How Health IT Can Improve Patient Outcomes and Clinical Efficiencies
Beyond overhauling business processes that are part of any industry, IT can underpin several trends to help improve medical outcomes or healthcare-specific concerns:
- Optimized EHRs. Decision support software working with EHRs can help doctors diagnose and assess treatment options for disease. AI-driven decision support can also help manage chronic disease and route patients to the most appropriate care settings — efforts that can improve medical outcomes and the patient experience. AI is performing higher-level work, such as interpreting images to diagnose certain cancers and converting information from wearables or other sources to an EHR.
- Wearable capabilities expanded. Despite supply-chain concerns tied to raw materials, wearable makers have been developing AI engines to help their consumers gain insights about health, fitness and more.
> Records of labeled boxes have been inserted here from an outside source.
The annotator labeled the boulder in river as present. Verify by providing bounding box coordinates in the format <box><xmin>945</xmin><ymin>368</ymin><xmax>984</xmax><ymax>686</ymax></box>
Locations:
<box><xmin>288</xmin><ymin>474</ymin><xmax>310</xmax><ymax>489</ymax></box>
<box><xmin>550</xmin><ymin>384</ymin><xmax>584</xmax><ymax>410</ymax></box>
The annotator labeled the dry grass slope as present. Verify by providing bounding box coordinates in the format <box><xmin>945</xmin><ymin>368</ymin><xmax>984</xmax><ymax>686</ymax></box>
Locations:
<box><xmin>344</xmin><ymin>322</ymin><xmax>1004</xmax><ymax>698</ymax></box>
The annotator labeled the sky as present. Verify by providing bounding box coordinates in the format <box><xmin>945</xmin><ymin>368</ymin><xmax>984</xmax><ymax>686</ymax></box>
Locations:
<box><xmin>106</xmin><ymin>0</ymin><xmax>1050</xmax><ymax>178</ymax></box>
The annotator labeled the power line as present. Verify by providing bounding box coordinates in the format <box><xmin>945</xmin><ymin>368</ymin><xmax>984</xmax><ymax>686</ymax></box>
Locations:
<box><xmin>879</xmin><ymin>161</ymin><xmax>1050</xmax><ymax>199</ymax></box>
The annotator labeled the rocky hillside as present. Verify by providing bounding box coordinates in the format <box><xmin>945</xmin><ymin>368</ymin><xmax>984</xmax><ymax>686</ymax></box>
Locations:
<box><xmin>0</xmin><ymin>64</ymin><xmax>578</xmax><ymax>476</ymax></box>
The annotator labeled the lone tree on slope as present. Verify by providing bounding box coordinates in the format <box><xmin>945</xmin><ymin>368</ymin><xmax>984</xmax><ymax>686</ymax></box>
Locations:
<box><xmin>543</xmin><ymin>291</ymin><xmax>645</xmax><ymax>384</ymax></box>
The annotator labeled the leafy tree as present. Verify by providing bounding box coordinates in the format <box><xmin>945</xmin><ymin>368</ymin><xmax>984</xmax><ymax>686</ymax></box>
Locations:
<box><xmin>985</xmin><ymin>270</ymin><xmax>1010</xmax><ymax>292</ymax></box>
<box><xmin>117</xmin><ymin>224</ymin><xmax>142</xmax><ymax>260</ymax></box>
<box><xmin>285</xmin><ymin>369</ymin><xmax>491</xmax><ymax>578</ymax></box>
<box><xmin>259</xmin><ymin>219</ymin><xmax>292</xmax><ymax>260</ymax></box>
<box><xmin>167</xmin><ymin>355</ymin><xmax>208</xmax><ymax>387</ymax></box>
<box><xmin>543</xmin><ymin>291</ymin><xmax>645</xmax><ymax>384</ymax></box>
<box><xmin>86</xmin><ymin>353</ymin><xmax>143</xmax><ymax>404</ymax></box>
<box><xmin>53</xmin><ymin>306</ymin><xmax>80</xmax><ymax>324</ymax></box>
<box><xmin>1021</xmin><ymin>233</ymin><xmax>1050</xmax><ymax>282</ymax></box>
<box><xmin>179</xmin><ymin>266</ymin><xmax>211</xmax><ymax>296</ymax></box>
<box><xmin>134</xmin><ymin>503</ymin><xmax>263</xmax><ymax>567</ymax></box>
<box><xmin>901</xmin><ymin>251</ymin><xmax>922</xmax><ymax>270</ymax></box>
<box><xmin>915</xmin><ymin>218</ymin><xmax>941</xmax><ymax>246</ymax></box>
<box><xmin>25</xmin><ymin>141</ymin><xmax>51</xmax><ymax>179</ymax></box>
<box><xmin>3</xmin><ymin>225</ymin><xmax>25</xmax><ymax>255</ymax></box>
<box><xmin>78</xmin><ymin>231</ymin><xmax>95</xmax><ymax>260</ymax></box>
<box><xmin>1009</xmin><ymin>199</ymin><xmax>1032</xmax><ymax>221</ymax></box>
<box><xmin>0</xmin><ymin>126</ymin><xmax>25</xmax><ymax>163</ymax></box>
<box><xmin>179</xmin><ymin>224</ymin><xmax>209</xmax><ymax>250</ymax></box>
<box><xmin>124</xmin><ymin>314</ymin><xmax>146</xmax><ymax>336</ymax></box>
The ability to measure heart function, sleep habits, respiration and exercise creates a 360-degree view of patient health outside the doctor’s office. Those insights will become more predictive as the technology evolves.
- Delivering care outside hospitals. Telehealth boomed during the pandemic, but technology and economics were already driving medicine to outpatient and home settings. Virtual care offers convenience and often a better experience for patients if the provider is paying attention to satisfaction measures, such as wait times. Enhancing teleconferencing technology with AI can also lead to more meaningful clinical discussions. The technology itself, however, needs to fit into the workflow of care delivery.
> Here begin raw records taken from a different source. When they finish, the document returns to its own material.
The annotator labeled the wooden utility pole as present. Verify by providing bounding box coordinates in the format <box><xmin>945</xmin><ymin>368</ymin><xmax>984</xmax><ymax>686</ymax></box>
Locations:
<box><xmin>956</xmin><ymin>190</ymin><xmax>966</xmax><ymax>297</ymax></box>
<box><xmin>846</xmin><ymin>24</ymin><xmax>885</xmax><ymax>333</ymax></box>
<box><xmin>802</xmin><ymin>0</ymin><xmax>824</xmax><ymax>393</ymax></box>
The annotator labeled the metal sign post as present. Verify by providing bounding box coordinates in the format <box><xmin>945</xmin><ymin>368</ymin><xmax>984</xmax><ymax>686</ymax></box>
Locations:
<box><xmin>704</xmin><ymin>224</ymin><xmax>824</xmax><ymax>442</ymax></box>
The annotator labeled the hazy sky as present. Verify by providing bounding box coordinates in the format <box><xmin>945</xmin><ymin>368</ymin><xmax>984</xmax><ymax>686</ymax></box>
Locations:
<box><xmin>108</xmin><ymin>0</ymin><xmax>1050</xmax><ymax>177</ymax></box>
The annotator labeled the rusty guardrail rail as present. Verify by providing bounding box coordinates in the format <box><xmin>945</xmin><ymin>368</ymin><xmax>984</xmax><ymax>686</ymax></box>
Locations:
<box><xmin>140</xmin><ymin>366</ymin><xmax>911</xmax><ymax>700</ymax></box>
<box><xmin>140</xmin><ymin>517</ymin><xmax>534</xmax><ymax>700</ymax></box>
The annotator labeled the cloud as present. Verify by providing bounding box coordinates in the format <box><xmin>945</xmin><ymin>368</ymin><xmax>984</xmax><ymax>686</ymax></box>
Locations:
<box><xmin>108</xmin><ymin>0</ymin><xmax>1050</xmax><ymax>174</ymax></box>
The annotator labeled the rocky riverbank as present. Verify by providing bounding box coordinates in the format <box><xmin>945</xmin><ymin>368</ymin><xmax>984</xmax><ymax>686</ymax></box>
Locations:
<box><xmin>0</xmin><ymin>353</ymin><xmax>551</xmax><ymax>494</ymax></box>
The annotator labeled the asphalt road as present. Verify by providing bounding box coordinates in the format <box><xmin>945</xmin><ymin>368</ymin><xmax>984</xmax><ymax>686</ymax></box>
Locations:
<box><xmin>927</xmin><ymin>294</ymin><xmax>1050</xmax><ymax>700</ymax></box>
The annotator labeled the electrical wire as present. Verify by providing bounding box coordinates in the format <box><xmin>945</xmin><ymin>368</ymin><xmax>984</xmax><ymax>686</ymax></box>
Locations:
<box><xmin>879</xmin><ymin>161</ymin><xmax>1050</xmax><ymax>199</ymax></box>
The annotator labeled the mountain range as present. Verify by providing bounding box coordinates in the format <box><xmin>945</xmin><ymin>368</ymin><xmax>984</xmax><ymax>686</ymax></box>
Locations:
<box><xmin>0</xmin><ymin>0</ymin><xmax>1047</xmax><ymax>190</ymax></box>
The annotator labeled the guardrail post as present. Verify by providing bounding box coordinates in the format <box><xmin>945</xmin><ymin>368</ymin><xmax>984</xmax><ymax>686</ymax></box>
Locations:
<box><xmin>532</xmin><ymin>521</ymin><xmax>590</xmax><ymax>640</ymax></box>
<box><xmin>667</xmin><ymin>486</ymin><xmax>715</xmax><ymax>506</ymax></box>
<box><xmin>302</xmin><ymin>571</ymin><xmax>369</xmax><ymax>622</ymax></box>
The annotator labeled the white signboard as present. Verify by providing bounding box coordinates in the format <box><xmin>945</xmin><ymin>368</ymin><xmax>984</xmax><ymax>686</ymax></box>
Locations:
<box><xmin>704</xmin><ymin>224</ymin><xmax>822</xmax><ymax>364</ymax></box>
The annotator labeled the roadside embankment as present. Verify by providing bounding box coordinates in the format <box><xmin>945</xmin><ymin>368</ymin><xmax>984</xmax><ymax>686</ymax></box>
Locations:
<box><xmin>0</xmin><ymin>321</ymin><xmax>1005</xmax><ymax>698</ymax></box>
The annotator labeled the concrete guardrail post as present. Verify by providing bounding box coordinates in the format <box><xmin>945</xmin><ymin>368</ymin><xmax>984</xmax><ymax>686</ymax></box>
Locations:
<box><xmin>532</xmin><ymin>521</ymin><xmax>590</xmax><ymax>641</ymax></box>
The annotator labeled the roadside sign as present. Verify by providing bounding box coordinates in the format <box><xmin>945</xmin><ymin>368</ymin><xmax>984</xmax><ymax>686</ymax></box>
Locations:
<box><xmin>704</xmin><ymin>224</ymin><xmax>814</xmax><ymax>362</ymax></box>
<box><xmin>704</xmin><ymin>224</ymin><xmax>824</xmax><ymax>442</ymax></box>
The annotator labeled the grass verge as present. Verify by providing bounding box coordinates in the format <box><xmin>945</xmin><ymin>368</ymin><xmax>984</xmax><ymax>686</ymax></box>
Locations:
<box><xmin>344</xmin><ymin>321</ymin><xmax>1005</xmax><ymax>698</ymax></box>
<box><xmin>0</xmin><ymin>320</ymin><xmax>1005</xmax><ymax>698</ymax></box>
- Accelerating drug/vaccine/diagnostic development. Cloud computing, data and analytics, and raw processing power have enabled the rapid development of diagnostics, therapies and vaccines to treat COVID-19. Drug discovery, a risky, time-consuming process, is seeing a boost in improved technologies. Pairing molecule discovery and clinical trials with data and analytics has helped improve all stages of drug development. The net effect has been to reduce the odds of a costly failure and effectively lower investment hurdles. Leading pharmaceutical makers have estimated that data and analytics cut six months off the seven- to 12-year process of developing a drug.
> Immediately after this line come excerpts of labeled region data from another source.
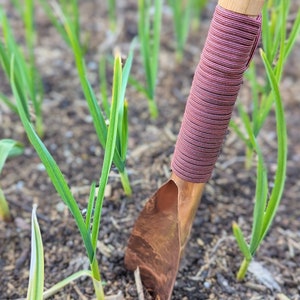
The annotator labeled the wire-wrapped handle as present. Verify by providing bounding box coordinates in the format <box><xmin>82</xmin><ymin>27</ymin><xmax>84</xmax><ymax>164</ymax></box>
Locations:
<box><xmin>171</xmin><ymin>5</ymin><xmax>261</xmax><ymax>183</ymax></box>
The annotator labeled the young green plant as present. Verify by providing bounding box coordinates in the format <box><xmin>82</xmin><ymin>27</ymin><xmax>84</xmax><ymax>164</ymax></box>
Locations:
<box><xmin>233</xmin><ymin>51</ymin><xmax>287</xmax><ymax>280</ymax></box>
<box><xmin>10</xmin><ymin>54</ymin><xmax>125</xmax><ymax>300</ymax></box>
<box><xmin>40</xmin><ymin>1</ymin><xmax>134</xmax><ymax>196</ymax></box>
<box><xmin>231</xmin><ymin>1</ymin><xmax>300</xmax><ymax>279</ymax></box>
<box><xmin>26</xmin><ymin>204</ymin><xmax>45</xmax><ymax>300</ymax></box>
<box><xmin>0</xmin><ymin>139</ymin><xmax>24</xmax><ymax>222</ymax></box>
<box><xmin>106</xmin><ymin>0</ymin><xmax>117</xmax><ymax>31</ymax></box>
<box><xmin>0</xmin><ymin>5</ymin><xmax>44</xmax><ymax>137</ymax></box>
<box><xmin>130</xmin><ymin>0</ymin><xmax>163</xmax><ymax>119</ymax></box>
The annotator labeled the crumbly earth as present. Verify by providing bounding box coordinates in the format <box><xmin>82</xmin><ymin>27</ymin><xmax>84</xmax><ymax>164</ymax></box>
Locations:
<box><xmin>0</xmin><ymin>0</ymin><xmax>300</xmax><ymax>300</ymax></box>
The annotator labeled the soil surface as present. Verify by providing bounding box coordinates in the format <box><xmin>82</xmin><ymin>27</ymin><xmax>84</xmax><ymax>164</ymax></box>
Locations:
<box><xmin>0</xmin><ymin>0</ymin><xmax>300</xmax><ymax>300</ymax></box>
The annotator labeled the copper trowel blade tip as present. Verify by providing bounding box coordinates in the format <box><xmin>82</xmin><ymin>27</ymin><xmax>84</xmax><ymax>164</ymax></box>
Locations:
<box><xmin>125</xmin><ymin>180</ymin><xmax>180</xmax><ymax>300</ymax></box>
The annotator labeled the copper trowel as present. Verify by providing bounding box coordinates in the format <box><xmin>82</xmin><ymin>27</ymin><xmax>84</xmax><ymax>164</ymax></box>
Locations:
<box><xmin>125</xmin><ymin>0</ymin><xmax>263</xmax><ymax>300</ymax></box>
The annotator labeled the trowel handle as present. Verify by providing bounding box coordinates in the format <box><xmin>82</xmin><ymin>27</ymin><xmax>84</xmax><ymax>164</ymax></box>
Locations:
<box><xmin>171</xmin><ymin>0</ymin><xmax>263</xmax><ymax>183</ymax></box>
<box><xmin>218</xmin><ymin>0</ymin><xmax>264</xmax><ymax>17</ymax></box>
- Robotic process automation. AI-powered software is adept at taking complex, repetitive, time-consuming processes and automating them, such as certain tasks in labs, regulatory compliance and revenue cycle management (billing, claims management and collections).
The promise of healthcare IT has generated a great deal of investor enthusiasm in the sector, and we expect continued merger and acquisition activity that will keep driving innovation that benefits payers, providers and patients.